What was that strange light in the sky?
Many people overnight reported seeing strange lights in the sky, a phenomenon that has been reported for centuries before, during, and after earthquakes.
Seismologists aren't in agreement about the causes of the hotly-debated phenomenon - called earthquake lights or, sometimes, earthquake lightning.
One theory suggests dormant electrical charges in rocks are triggered by the stress of the Earth's crust and plate tectonics, transferring the charge to the surface where it appears as light.
Historical reports include globes, or orbs, of glowing light, floating just above the ground or in the sky.
Much like tidal research, it is an area that is notoriously difficult to investigate. Tidal stresses and their effects on the Earth are minute, but measurable, although many seismologists remain unconvinced by theories of "tidally triggered" earthquakes.
GNS seismologist Caroline Holden said there were anecdotal reports of lights in the sky.
"Unfortunately, we cannot measure this phenomena or its extent with our instruments to provide a clear explanation," she said.
The phenomenon has been documented for centuries.

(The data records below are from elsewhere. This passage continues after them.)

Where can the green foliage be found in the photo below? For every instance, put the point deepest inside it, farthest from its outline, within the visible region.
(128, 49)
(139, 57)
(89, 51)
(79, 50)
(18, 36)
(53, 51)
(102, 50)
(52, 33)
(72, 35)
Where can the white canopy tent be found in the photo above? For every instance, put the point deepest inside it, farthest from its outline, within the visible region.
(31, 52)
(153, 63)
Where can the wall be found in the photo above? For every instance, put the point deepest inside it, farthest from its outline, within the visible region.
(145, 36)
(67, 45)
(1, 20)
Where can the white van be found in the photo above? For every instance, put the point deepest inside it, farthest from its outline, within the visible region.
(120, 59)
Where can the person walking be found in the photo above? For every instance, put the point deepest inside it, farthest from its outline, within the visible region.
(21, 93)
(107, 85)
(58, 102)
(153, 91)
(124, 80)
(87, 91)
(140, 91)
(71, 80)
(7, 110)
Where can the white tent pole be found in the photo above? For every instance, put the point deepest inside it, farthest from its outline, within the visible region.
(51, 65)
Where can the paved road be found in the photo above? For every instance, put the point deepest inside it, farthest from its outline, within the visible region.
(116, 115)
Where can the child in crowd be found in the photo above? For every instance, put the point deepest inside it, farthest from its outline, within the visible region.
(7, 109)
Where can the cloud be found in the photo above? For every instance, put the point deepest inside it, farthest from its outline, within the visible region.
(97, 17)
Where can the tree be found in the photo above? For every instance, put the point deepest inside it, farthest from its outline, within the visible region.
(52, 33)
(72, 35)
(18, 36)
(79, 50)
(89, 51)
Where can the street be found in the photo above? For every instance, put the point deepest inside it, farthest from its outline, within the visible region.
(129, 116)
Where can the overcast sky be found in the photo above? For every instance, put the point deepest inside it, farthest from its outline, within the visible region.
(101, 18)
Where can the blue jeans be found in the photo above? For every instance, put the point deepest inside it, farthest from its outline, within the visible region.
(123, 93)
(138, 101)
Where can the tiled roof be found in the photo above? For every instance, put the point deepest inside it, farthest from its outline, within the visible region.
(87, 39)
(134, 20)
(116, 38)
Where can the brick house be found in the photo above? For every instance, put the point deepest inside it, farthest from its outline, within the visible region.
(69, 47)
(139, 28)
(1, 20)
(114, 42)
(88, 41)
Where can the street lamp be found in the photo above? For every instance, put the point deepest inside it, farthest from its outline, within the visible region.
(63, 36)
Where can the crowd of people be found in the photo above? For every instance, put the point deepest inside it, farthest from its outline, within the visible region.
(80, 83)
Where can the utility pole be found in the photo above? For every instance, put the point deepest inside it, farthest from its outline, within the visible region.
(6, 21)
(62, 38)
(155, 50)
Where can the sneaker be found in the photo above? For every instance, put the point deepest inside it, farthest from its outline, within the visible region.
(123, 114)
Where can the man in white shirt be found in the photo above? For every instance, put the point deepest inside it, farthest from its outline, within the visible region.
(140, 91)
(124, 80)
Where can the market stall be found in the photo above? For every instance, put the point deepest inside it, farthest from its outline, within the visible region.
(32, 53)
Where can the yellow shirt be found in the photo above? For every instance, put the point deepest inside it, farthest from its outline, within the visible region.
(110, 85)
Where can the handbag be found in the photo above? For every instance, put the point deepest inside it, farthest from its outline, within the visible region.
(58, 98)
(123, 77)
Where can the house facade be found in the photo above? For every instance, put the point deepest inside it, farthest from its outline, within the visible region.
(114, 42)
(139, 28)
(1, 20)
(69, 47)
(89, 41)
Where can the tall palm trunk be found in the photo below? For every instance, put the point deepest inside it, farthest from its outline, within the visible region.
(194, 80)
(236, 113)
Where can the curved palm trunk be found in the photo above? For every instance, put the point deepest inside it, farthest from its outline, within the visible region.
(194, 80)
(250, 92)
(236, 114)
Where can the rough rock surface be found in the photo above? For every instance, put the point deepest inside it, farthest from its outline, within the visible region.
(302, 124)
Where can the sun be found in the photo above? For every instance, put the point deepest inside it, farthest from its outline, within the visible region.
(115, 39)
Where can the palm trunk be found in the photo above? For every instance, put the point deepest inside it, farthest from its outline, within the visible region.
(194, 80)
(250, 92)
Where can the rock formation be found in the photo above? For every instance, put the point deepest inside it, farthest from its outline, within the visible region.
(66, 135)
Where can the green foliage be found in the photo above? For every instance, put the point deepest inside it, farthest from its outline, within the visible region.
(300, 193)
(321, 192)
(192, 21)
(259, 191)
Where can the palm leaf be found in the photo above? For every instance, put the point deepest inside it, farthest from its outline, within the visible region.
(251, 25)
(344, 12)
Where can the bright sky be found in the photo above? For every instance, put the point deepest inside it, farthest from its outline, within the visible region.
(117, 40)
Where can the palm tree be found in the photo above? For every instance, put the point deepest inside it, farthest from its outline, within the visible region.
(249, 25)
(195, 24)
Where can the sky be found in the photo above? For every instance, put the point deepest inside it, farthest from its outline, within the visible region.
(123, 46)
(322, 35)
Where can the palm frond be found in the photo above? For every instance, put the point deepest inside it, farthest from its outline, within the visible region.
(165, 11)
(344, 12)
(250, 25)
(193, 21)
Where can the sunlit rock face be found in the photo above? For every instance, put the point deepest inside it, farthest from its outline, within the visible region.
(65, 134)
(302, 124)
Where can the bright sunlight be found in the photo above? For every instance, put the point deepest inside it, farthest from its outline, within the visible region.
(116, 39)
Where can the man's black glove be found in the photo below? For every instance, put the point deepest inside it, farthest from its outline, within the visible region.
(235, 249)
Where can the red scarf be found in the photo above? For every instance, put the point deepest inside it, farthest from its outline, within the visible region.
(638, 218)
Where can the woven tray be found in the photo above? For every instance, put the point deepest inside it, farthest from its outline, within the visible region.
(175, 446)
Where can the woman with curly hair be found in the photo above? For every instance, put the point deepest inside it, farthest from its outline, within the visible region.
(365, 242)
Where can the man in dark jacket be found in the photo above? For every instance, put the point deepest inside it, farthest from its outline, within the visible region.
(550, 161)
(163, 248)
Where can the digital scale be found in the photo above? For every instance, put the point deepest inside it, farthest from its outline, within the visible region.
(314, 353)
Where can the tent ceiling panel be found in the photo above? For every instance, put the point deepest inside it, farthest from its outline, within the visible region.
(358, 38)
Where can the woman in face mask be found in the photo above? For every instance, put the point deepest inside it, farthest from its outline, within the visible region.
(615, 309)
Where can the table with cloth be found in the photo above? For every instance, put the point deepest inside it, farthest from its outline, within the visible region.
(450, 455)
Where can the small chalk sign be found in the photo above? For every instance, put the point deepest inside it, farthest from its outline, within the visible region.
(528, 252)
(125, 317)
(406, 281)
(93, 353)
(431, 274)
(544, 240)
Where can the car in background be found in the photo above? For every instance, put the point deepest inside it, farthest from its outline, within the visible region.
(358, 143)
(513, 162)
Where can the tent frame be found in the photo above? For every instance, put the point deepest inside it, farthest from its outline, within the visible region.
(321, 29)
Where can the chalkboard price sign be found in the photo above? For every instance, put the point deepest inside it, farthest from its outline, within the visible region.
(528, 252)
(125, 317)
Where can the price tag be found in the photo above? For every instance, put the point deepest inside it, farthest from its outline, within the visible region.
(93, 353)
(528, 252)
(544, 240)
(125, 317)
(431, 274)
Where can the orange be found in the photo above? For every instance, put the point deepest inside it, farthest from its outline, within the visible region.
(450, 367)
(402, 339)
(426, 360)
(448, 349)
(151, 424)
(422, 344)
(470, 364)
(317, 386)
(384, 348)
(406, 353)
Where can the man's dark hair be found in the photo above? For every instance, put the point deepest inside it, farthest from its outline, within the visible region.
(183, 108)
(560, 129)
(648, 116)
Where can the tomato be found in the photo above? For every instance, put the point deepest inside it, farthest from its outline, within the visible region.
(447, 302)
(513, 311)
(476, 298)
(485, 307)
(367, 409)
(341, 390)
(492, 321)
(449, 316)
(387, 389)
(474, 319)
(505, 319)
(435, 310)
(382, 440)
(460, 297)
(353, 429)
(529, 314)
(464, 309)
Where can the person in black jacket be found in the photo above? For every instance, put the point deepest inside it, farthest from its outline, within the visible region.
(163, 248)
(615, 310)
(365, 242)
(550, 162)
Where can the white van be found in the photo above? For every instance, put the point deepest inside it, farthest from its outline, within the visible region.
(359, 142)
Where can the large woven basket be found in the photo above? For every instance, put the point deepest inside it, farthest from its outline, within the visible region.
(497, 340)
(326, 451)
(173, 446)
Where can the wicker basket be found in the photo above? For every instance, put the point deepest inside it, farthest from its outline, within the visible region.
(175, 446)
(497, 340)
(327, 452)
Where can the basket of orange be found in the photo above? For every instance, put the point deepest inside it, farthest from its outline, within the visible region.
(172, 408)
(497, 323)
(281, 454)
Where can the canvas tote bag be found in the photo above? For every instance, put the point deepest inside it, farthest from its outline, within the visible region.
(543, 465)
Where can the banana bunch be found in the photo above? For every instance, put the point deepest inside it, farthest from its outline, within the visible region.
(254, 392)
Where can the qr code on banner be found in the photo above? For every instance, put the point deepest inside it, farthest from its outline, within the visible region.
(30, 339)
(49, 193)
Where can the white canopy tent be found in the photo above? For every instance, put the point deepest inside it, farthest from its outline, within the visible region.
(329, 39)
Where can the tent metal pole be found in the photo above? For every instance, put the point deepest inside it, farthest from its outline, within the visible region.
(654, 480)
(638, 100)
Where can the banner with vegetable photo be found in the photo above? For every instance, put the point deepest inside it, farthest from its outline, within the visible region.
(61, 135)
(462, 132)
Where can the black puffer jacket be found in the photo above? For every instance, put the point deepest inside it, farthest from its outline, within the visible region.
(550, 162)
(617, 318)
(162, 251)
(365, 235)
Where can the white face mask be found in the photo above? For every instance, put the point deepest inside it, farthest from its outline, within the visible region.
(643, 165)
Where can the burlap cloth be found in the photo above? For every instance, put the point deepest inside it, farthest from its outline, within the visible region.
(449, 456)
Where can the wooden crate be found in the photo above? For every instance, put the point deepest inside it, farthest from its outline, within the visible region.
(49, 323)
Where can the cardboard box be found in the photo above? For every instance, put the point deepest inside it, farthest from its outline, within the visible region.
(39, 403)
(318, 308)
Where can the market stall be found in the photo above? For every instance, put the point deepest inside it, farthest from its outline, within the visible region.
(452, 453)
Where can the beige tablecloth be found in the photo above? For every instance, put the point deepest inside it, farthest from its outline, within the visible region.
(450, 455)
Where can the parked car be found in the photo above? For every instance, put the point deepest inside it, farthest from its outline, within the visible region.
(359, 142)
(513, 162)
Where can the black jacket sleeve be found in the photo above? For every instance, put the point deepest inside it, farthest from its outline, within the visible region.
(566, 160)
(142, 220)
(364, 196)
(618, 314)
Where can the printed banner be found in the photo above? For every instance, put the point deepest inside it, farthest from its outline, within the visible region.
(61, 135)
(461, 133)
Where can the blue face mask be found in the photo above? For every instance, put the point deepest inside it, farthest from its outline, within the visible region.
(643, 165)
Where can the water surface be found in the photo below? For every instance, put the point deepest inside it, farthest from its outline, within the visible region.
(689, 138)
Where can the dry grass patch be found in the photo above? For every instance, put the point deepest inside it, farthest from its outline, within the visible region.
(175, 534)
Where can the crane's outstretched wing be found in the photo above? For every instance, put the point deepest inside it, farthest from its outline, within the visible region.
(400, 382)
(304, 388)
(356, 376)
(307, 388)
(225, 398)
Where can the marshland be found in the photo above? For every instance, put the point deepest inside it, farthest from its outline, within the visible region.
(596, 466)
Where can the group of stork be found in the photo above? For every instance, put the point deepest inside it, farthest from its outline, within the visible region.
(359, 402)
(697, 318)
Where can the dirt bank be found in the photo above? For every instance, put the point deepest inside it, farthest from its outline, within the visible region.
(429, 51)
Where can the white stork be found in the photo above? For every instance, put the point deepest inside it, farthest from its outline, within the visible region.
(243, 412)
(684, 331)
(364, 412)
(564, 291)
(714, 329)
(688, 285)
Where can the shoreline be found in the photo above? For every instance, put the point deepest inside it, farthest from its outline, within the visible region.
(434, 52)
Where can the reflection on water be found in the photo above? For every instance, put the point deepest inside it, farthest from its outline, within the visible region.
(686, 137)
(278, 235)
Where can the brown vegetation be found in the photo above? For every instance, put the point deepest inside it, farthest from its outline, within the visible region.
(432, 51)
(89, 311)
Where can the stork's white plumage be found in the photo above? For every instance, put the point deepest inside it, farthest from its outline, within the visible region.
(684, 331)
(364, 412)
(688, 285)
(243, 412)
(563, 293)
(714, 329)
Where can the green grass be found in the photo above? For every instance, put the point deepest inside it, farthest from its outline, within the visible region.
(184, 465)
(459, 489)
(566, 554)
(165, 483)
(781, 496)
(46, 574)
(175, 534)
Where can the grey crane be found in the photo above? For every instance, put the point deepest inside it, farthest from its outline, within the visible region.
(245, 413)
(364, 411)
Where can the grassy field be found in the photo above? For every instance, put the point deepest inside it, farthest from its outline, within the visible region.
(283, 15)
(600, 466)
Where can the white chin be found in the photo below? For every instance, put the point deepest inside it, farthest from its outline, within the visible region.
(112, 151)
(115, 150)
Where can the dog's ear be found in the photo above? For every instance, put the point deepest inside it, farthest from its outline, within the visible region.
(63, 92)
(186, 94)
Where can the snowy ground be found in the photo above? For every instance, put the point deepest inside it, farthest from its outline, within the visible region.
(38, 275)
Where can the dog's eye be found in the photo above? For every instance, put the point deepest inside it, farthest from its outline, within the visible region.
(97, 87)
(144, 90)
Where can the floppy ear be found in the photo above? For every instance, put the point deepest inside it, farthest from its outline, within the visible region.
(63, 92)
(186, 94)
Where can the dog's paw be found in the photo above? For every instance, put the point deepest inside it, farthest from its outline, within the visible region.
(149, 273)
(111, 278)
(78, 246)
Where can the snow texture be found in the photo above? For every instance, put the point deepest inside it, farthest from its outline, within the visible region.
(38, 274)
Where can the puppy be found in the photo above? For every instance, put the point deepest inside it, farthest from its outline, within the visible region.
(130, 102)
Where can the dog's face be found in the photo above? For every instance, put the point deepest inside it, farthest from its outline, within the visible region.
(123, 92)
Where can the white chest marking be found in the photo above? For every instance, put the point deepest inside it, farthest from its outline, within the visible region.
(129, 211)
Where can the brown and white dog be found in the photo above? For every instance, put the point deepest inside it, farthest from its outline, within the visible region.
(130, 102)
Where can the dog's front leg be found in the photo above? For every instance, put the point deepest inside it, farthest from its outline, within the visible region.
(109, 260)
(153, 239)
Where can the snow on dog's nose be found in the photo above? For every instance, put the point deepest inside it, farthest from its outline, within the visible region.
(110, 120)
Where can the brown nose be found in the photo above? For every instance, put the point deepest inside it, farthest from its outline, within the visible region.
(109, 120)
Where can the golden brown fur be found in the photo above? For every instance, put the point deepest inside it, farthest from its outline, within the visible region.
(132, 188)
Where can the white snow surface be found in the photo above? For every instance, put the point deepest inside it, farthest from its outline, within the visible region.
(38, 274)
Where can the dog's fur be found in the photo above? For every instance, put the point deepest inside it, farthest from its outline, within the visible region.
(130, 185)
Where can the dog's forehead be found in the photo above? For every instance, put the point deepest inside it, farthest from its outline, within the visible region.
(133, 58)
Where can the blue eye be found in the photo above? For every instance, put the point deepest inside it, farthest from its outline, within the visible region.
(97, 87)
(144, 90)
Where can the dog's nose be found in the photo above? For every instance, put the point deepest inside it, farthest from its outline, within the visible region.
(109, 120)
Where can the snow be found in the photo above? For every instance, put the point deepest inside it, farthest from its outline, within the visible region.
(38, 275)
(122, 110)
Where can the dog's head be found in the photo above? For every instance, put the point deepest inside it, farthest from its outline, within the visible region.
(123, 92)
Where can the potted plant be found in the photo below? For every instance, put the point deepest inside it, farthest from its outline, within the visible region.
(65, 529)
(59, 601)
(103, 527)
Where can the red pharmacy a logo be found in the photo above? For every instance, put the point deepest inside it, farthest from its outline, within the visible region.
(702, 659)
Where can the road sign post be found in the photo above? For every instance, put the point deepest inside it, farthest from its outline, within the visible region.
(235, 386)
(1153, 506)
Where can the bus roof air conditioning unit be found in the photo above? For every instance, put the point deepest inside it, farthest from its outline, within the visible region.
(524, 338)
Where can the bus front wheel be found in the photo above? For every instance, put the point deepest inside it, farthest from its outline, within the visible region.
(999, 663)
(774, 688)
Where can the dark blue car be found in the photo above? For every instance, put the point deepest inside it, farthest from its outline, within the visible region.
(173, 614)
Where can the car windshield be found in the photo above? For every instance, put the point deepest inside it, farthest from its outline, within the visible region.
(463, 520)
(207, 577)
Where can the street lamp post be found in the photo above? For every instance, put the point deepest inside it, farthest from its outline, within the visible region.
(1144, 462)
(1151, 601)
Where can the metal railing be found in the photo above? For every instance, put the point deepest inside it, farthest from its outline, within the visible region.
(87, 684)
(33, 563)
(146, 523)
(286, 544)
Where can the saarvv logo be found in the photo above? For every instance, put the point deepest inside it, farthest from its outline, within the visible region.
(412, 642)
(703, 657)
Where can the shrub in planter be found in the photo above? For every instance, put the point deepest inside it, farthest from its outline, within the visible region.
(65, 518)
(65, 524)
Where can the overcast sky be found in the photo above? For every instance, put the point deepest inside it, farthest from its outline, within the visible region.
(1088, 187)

Hypotheses have suggested the movement of rocks could generate an electric field, others suggest quakes can lead to rocks conducting electromagnetic energy and a subsequent build up of electric charges in the upper atmosphere.
Yet another theory suggests a link between the electric charge, or current, released by the earth ripping and buckling below the surface, and the magnetic properties of rock.
The charge appears as light, so the theory goes.
People reported similar strange lights in the sky during the 2011 Christchurch earthquake.
In 1888, before a large quake around the Hanmer region, a strange glow in the sky was reported by observers.
One recent study documented hundreds of sightings of strange light, glowing, and aurora-like reports, from 1600 to the 19th century.
The study in the Seismological Research Letters suggested a charge builds up in rock inside the Earth's crust and, as it becomes rapidly unstable in a quake, expands outward.
In an earthquake, the electrical charge transfers from below the surface to the surface, or above, depending on the conductivity of the rock - appearing as light.
"When such an intense charge state reaches the Earth's surface and crosses the ground–air interface, it is expected to cause [an electric transmission and breakdown] of the air and, hence, an outburst of light.
"This process is suspected to be responsible for flashes of light coming out of the ground and expanding to considerable heights at the time when seismic waves from a large earthquake pass by."
The study said some seismologists also think the theory could account for other phenomena, such as changes to electrical fields, strange fog, haze, clouds, and low-frequency humming or radio frequency emission.
In the study, the researchers found the light was more often associated with a type of quake in which tectonic plates are wrenched apart, known as a "rift" earthquake.